The hand grabbed hers and pulled her gently to her feet. The shining silhouette of a tall man stood before her. “Hello Jacosa,”
Jacosa beamed. She knew that voice. “You’re here...”
“Of course, I am. I promised, remember?”
“I remember. But it’s easy to forget.”
The man chuckled. “I know. Something’s bothering you. What is it?”
Jacosa got the feeling that he already knew the answer to his question, but she still wanted to tell him. “It’s the Tusk Clan,” she said. “They won’t fight. They were our last chance. There’s no one else.”
“They’re afraid,” the man said. “Fear is a powerful thing once it takes hold. That is what happened in the beginning.”
“The beginning?”
“T
errene was not always the way it is now,” he replied. “There was a time when all was as I created it to be. It was not until my people chose Calamity that fear ruled.”
“Your people? Are you saying you created Terrene? Who are you?”
Jacosa could hear a smile in his warm, deep voice. “I am everything. All that is good is from me. You cannot know me the way you may want to. I am not to be understood. But if you look around you and within yourself, Jacosa, you will find that you have always known me.”
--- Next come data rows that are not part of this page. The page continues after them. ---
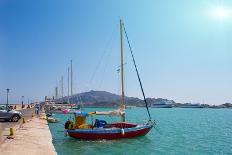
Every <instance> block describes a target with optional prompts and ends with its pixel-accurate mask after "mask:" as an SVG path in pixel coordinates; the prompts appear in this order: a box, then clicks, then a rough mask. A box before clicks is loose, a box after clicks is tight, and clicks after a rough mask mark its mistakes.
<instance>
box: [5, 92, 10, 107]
mask: <svg viewBox="0 0 232 155" xmlns="http://www.w3.org/2000/svg"><path fill="white" fill-rule="evenodd" d="M9 92H10V89H9V88H7V89H6V107H8V104H9V103H8V94H9Z"/></svg>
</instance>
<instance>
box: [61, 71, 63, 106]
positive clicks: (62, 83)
mask: <svg viewBox="0 0 232 155" xmlns="http://www.w3.org/2000/svg"><path fill="white" fill-rule="evenodd" d="M61 98H62V103H63V102H64V101H63V98H64V78H63V75H62V76H61Z"/></svg>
“I don’t understand,” Jacosa replied.
The man chuckled warmly. “I know. Do you think you can trust me anyway?”
Jacosa smiled. Her answer came easily from deep within her heart. “Yes.”
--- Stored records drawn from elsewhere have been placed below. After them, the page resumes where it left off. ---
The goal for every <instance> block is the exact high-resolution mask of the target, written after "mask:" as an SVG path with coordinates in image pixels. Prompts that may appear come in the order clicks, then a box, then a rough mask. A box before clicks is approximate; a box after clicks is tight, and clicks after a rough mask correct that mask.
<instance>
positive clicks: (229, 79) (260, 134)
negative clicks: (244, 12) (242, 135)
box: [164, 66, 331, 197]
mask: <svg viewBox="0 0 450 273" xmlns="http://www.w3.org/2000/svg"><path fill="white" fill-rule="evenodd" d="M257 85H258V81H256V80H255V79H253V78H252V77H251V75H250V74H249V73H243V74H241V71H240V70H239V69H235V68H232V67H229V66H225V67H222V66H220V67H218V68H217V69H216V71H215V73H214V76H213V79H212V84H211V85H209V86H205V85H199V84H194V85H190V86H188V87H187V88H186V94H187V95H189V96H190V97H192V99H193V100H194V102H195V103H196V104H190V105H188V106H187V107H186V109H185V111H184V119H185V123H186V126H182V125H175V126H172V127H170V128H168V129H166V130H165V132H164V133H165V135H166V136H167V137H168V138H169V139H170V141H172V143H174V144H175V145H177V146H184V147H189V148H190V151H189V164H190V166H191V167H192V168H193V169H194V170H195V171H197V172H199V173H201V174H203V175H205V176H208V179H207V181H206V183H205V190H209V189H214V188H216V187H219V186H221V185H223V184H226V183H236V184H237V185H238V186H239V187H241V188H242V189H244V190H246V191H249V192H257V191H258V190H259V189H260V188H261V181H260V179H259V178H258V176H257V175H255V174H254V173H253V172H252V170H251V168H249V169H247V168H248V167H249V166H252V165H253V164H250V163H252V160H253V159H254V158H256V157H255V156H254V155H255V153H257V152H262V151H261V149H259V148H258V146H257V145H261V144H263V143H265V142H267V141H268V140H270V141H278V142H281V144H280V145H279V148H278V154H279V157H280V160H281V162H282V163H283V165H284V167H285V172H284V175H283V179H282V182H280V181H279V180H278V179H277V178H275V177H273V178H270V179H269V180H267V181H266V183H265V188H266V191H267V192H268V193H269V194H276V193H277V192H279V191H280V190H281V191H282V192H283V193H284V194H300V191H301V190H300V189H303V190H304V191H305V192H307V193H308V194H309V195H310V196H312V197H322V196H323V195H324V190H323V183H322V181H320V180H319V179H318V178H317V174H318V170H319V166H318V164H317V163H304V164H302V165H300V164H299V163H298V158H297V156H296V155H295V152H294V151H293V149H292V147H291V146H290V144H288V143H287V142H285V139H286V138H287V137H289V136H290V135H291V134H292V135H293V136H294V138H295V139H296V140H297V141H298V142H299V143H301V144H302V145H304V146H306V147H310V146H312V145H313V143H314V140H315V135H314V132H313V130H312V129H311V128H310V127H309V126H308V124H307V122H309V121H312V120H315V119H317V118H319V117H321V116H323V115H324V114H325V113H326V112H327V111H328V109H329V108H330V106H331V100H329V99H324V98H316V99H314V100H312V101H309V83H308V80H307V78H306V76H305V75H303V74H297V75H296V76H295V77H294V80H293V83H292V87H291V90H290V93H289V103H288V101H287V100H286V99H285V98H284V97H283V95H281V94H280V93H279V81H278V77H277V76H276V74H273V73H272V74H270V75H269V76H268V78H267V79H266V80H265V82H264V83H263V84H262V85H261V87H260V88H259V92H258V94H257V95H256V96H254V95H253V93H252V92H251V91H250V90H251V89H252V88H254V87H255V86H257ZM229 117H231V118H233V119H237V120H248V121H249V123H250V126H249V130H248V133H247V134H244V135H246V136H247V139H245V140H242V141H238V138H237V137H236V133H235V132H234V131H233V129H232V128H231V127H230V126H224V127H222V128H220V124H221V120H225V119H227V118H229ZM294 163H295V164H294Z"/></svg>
“Jacosa, do you remember what I told you when you were a child?” The man asked.
She nodded. “You said to remember that you love me and that you're here.”
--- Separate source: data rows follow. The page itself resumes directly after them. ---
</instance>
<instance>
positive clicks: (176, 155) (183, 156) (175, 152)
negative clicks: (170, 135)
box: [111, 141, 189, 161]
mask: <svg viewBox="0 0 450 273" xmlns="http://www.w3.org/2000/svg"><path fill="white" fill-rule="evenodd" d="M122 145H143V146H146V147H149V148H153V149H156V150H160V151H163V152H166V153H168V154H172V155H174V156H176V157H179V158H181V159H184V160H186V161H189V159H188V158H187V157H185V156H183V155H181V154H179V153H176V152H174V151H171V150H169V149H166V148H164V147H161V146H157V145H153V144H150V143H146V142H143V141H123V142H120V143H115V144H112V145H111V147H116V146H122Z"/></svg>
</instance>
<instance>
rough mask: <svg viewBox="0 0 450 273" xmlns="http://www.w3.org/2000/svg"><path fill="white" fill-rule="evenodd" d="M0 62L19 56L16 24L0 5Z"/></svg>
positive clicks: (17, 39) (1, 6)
“That's right. So, why are you so troubled by Caine’s decision? If you’ve remembered that I am here and that I love you, why would you worry?”
Jacosa paused. “I just don't see how any of this can be good.”
“No, you don’t.” The man said plainly. “You never will. You have tried everything you can, but it hasn’t been enough. You do not see how any of this can be good, but I do.” The man spoke tenderly. “It’s time for you to trust me, Jacosa, more than you ever have. I will restore Terrene, and I would love for you to be a part of it.”
Jacosa stared deep into the light before her as his warm, bright hand lifted her chin.
“Jacosa, will you do something for me?”
She nodded.
“I want you to return to Chief Hatha and Caine. Lead them to the ancient temple, where their ancestors worshipped the sun and moon. That is where I will reveal myself to them.”
“How?” Jacosa asked.
“That is not for you to know.” The man replied. “I just need you to trust me.”
“I will. I’ll go.”
The bright figure stepped forward and drew her into a tight embrace. All the fear and hardship of her past and present melted away in his arms. She closed her eyes and felt a peace unlike any she had ever known.